Translating the EU’s long-term strategy into action also means engaging more deeply with the different opportunities, challenges and conditions to unlock specific challenges faced by individual Member States or sub-national regions. A common European approach to decarbonisation and common legislative tools are of course needed. However, the EU must also work harder to integrate the diversity of national opportunities and challenges that stems from the unique circumstances of each Member State into a common vision of the pathways to GHG neutrality. In the short and medium term, the EU will also need to revise its NDC by 2020 and again, more fundamentally, by 2025. This is essential both for EU’s own policies to be consistent with its 2050 goals. It is also essential to help maintain international momentum behind the Paris Agreement.

Key Messages

  • The EU needs to develop a more “sector-strategy”-based policy framework to incentivise and enable deep and systemic changes in major emitting sectors to capital stock, infrastructure, business models, finance and consumer behaviour, consistent with the goal of GHG neutrality by 2050.

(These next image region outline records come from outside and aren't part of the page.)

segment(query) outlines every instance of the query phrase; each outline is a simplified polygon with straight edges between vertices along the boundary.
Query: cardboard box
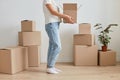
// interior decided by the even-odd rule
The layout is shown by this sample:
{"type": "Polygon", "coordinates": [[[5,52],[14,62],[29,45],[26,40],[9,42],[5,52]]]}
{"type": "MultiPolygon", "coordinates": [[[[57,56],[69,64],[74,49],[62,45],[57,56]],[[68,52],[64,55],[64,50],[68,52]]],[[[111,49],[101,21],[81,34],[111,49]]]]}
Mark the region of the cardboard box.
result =
{"type": "Polygon", "coordinates": [[[0,72],[15,74],[28,68],[27,48],[11,47],[0,49],[0,72]]]}
{"type": "Polygon", "coordinates": [[[21,21],[21,31],[22,32],[36,31],[35,21],[31,20],[21,21]]]}
{"type": "Polygon", "coordinates": [[[19,45],[31,46],[41,45],[41,32],[19,32],[19,45]]]}
{"type": "Polygon", "coordinates": [[[98,47],[74,45],[74,64],[76,66],[97,66],[98,47]]]}
{"type": "Polygon", "coordinates": [[[74,45],[95,45],[94,35],[92,34],[75,34],[74,45]]]}
{"type": "Polygon", "coordinates": [[[91,24],[89,23],[79,24],[79,33],[80,34],[91,34],[91,24]]]}
{"type": "Polygon", "coordinates": [[[40,46],[28,46],[29,67],[40,66],[40,46]]]}
{"type": "Polygon", "coordinates": [[[114,66],[116,65],[116,52],[115,51],[99,51],[99,65],[100,66],[114,66]]]}
{"type": "MultiPolygon", "coordinates": [[[[76,3],[65,3],[63,4],[63,13],[71,16],[75,23],[77,23],[77,4],[76,3]]],[[[63,20],[64,23],[68,23],[63,20]]]]}

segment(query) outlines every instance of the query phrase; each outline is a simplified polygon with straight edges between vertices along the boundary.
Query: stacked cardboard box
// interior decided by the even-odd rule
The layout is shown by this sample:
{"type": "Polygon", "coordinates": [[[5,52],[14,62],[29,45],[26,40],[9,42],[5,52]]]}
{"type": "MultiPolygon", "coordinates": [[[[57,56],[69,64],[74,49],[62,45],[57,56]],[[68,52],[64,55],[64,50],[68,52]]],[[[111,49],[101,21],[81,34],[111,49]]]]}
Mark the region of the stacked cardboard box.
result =
{"type": "Polygon", "coordinates": [[[80,34],[74,35],[74,65],[98,65],[98,47],[88,23],[79,25],[80,34]]]}
{"type": "Polygon", "coordinates": [[[36,31],[35,22],[21,21],[21,32],[18,35],[19,46],[28,48],[28,66],[38,67],[40,65],[41,32],[36,31]]]}
{"type": "Polygon", "coordinates": [[[113,50],[99,51],[98,61],[100,66],[116,65],[116,52],[113,50]]]}
{"type": "Polygon", "coordinates": [[[0,49],[0,72],[15,74],[28,68],[28,52],[26,47],[10,47],[0,49]]]}

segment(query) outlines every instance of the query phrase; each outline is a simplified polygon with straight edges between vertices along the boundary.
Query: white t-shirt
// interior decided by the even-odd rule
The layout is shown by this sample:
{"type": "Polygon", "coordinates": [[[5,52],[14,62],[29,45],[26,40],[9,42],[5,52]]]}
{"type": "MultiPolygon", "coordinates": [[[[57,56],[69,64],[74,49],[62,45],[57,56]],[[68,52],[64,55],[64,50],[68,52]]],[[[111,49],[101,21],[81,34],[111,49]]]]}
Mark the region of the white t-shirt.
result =
{"type": "Polygon", "coordinates": [[[53,8],[59,12],[59,7],[57,6],[54,0],[44,0],[43,12],[45,16],[45,24],[52,23],[52,22],[60,22],[60,18],[58,16],[52,15],[48,10],[48,8],[46,7],[46,4],[52,4],[53,8]]]}

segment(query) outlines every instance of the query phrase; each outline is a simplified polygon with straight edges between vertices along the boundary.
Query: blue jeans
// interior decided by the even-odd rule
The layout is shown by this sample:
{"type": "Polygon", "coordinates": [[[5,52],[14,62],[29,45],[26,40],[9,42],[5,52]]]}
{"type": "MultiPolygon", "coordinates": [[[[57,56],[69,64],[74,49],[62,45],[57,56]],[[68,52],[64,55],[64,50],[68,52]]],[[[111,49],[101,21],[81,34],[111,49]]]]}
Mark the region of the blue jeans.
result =
{"type": "Polygon", "coordinates": [[[61,50],[59,24],[60,22],[53,22],[45,25],[45,29],[49,37],[47,68],[52,68],[55,66],[57,57],[61,50]]]}

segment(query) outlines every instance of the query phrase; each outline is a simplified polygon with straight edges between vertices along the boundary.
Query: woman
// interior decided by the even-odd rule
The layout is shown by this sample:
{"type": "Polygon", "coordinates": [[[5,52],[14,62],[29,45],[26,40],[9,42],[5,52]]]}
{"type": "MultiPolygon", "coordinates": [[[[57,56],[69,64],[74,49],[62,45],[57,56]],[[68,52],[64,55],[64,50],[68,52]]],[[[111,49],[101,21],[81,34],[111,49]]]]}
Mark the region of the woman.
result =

  • The EU’s institutions will need to dialogue more with Member States to reveal these opportunities and challenges on the pathway to GHG neutrality. They will then need to identify ways for the EU to help Member States to unlock them.
  • In 2020, at a minimum the EU can formalise its implicit target of at least “-45%” reductions that flows from the CEP. In addition, the EU has an opportunity to adopt new commitments in terms of deepening the transformations of major emitting sectors, consistent with its soon to be adopted new Long Term Strategy to 2050. For the NDC revision in 2025, an even more systematic translation of the LTS into enabling conditions will need to be prepared as part of a broader review of the Clean Energy Package.